Nutcracker phenomenon (NCP) indicates entrapment of the LRV between the SMA and the aorta, with or without characteristic clinical symptoms [3]. Symptomatic NCP is referred to as NCS [4]. However, NCP is not always associated with clinical symptoms, in which case it is also called asymptomatic NCP, and is regarded as a finding of a normal variant [5, 6]. NCP also affects young women more frequently; however, its exact prevalence is unknown due to an absence of consensus with respect to diagnostic criteria of NCP [1]. The estimated incidences of NCP using multidetector computed tomography (MDCT) have been reported as 10.9% and 27.3% in two previous studies [4, 7].

The most common etiology of renal vein entrapment is compression of the LRV, resulting from an acute SMA-aortic angle (<35°), leading to venous congestion of the left kidney [8]. Other etiologies, such as an abnormal origin [9] or abnormal branching of the SMA from the aorta [10], ptosis of the left kidney [11], preaortic fibrous tissue [12], and duodenal interposition [13], have also been described. Recently, Yun et al. [14] reported that the presence of the liver and pancreas at the LRV level was an independent factor for discriminating NCS from normal patients.

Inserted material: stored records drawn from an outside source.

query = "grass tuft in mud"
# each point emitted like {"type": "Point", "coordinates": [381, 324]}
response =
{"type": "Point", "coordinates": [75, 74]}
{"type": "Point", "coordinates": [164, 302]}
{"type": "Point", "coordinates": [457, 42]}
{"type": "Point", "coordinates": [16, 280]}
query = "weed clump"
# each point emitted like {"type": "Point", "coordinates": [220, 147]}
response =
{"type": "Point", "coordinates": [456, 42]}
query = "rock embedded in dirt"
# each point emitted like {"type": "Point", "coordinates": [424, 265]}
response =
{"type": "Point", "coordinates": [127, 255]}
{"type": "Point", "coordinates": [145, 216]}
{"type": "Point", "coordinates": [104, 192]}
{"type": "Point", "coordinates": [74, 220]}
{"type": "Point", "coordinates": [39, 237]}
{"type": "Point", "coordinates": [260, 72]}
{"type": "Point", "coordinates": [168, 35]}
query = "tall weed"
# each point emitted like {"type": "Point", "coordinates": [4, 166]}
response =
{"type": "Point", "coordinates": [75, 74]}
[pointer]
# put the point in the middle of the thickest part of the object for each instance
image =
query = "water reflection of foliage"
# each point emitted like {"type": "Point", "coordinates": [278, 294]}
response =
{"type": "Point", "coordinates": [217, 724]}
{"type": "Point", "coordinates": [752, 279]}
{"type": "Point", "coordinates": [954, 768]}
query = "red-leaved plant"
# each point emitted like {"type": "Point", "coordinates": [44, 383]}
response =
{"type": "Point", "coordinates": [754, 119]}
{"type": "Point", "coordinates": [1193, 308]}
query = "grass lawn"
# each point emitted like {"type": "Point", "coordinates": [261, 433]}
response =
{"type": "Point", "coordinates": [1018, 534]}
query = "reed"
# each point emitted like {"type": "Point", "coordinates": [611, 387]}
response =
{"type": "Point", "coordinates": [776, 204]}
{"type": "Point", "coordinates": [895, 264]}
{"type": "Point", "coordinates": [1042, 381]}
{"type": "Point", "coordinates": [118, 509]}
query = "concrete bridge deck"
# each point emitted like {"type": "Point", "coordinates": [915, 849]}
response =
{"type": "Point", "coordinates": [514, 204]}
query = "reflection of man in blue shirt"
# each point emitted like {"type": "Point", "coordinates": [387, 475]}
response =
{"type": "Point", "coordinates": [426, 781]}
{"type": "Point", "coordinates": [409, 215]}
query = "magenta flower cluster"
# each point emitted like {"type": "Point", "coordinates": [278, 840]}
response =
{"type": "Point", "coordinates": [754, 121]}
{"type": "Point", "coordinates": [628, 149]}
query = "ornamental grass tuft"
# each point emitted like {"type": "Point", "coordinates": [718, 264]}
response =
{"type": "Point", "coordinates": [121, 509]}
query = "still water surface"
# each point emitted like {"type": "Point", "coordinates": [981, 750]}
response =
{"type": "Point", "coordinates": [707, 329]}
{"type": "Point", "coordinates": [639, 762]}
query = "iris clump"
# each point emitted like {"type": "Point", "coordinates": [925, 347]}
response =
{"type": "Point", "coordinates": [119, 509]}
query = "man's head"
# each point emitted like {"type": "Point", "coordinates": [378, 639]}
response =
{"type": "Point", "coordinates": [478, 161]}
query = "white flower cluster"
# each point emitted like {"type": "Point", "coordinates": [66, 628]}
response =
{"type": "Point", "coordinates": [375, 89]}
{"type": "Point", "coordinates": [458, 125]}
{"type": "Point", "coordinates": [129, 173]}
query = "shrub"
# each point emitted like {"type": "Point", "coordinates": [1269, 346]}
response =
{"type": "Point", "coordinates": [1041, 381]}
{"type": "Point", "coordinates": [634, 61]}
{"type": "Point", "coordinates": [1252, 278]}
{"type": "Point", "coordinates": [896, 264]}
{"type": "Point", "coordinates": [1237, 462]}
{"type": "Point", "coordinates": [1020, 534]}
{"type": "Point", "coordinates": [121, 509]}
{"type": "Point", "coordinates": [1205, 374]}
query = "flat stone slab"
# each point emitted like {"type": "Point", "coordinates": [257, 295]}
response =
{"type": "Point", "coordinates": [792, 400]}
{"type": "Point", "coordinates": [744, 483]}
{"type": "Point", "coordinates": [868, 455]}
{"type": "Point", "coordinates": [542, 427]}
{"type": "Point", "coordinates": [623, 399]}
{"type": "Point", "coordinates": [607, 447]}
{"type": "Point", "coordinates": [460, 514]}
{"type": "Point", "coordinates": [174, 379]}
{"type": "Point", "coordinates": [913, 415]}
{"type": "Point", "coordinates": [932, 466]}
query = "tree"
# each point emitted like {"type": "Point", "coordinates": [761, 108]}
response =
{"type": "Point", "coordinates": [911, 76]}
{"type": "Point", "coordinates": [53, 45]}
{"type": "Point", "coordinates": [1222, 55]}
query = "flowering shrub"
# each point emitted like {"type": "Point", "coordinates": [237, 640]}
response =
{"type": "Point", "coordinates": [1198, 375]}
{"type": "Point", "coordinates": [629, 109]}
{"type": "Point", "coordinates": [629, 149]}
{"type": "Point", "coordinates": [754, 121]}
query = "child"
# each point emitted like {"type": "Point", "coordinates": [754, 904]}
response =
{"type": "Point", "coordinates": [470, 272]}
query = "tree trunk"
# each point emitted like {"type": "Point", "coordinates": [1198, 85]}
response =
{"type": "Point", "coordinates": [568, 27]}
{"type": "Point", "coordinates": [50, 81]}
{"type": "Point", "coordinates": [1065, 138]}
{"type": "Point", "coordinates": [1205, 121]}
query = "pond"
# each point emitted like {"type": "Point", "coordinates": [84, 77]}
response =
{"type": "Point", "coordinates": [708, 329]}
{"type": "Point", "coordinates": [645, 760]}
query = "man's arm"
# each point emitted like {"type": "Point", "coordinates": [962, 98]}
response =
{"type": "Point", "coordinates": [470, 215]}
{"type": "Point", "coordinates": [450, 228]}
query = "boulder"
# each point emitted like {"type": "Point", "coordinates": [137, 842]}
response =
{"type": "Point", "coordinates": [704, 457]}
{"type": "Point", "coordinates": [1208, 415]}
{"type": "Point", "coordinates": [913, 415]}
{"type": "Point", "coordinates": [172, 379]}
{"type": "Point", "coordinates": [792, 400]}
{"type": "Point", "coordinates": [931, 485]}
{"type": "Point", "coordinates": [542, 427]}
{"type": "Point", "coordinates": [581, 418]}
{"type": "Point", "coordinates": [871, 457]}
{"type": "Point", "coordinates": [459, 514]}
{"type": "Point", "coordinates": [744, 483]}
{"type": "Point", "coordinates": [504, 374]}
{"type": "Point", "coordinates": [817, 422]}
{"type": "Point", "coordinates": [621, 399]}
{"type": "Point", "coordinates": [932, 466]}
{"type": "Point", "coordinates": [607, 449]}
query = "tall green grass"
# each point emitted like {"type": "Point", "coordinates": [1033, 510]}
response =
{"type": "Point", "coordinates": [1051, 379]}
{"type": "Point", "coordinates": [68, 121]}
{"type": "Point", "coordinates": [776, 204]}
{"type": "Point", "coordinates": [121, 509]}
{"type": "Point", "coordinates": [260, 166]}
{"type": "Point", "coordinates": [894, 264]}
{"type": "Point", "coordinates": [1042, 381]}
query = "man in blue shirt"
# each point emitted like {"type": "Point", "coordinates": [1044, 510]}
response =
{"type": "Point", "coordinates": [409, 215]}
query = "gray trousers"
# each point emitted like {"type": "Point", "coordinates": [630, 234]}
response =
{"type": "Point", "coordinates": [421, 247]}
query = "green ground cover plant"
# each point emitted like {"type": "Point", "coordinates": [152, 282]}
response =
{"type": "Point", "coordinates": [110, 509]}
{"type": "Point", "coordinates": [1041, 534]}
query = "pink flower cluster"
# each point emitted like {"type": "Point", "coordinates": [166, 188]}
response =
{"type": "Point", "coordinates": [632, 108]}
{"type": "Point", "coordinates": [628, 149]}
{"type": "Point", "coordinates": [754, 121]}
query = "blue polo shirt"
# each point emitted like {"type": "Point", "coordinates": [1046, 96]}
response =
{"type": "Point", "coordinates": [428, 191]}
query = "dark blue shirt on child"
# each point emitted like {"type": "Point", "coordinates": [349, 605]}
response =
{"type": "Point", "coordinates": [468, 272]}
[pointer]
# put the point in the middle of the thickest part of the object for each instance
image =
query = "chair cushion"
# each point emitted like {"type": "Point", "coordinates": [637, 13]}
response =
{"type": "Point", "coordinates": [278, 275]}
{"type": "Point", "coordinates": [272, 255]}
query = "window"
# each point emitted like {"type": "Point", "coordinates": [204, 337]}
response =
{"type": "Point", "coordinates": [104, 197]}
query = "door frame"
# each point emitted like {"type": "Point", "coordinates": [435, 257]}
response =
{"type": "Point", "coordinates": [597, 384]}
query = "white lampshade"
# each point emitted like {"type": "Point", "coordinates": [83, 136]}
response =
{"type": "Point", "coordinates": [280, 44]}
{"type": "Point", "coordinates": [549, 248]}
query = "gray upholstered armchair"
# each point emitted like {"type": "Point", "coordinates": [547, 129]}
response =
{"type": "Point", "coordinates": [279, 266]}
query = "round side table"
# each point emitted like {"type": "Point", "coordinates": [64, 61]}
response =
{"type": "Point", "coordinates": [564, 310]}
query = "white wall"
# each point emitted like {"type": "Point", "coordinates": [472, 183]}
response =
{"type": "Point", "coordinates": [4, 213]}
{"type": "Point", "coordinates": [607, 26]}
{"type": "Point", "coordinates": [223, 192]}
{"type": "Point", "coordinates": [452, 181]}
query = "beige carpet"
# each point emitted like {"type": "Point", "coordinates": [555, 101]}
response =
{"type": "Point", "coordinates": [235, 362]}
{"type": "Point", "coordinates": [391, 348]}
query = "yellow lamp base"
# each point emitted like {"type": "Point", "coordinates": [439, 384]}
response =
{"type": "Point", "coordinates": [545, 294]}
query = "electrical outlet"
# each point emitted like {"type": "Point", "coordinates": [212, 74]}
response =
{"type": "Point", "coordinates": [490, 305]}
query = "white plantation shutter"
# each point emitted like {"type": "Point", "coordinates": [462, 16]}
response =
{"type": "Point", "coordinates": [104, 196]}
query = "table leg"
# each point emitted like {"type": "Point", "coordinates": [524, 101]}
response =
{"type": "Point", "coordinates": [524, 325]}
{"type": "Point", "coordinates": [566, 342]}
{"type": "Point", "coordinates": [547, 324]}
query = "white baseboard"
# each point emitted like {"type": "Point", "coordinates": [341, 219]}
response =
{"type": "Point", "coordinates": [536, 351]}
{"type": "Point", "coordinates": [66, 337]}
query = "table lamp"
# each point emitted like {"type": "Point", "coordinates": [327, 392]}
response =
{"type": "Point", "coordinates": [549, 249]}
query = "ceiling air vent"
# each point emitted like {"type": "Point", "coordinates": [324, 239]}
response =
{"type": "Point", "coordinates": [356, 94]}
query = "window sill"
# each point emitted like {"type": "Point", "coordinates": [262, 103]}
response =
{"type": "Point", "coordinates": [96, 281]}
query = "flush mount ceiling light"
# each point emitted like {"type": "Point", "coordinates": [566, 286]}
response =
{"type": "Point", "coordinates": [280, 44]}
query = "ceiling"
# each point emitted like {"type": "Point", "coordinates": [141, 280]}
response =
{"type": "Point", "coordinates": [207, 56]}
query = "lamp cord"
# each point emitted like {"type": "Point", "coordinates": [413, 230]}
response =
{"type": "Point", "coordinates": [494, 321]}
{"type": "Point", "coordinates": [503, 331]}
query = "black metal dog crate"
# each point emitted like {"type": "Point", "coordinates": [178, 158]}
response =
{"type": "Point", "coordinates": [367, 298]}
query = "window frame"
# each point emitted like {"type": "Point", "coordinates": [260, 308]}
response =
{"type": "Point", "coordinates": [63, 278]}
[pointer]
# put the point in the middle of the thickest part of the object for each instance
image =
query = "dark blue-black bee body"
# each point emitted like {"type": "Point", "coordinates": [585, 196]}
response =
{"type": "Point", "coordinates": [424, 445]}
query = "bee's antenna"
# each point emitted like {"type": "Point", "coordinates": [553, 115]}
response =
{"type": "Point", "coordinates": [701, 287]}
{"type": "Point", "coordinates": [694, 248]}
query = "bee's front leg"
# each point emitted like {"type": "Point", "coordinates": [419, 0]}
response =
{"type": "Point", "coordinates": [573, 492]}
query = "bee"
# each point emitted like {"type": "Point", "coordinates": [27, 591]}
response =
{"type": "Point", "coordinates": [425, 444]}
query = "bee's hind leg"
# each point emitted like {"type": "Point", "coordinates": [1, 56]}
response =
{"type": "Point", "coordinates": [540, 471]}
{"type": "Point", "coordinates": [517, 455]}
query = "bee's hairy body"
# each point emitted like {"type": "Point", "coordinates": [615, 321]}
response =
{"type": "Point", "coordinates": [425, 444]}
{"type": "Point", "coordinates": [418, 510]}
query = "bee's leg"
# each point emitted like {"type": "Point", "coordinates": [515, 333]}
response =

At present, differentiation between NCS and asymptomatic NCP is made based upon clinical diagnosis and is made only when hematuria is present. Based on our experience, LRV entrapment is often detected on urographic CT scanning in patients with non-specific symptoms of NCS, such as abdominal pain. It is unclear whether this symptom is caused by NCS or is unassociated with NCS. However, there has been no investigation on differences between NCS and asymptomatic NCP in imaging findings in urographic CT. Accordingly, the purpose of this study was to identify relevant CT findings able to discriminate NCS from asymptomatic NCP and to investigate the diagnostic values of these relevant CT findings in the diagnosis of NCS.

Materials and methods

Study population

This retrospective study was approved by our hospital’s institutional review board. Patients’ informed consent was waived for medical record review. Collection of data and information was performed by one independent radiologist (J.M.L.) based on PACS (Piview Star, Infinitt Healthcare, Seoul, Korea) and electronic medical records. The inclusion criteria were (1) adult patients (≥18 years) and (2) initial urographic CT for the evaluation of possible urologic problems between January 2014 and April 2015. Pediatric patients (<18 years) were not included, because pediatric patients with urologic problems underwent ultrasound initially or 2 weeks later after conservative treatment, rather than urographic CT, in accordance with our institute’s routine protocol as of April 2009. Ultimately, a total of 419 patients were found eligible to participate.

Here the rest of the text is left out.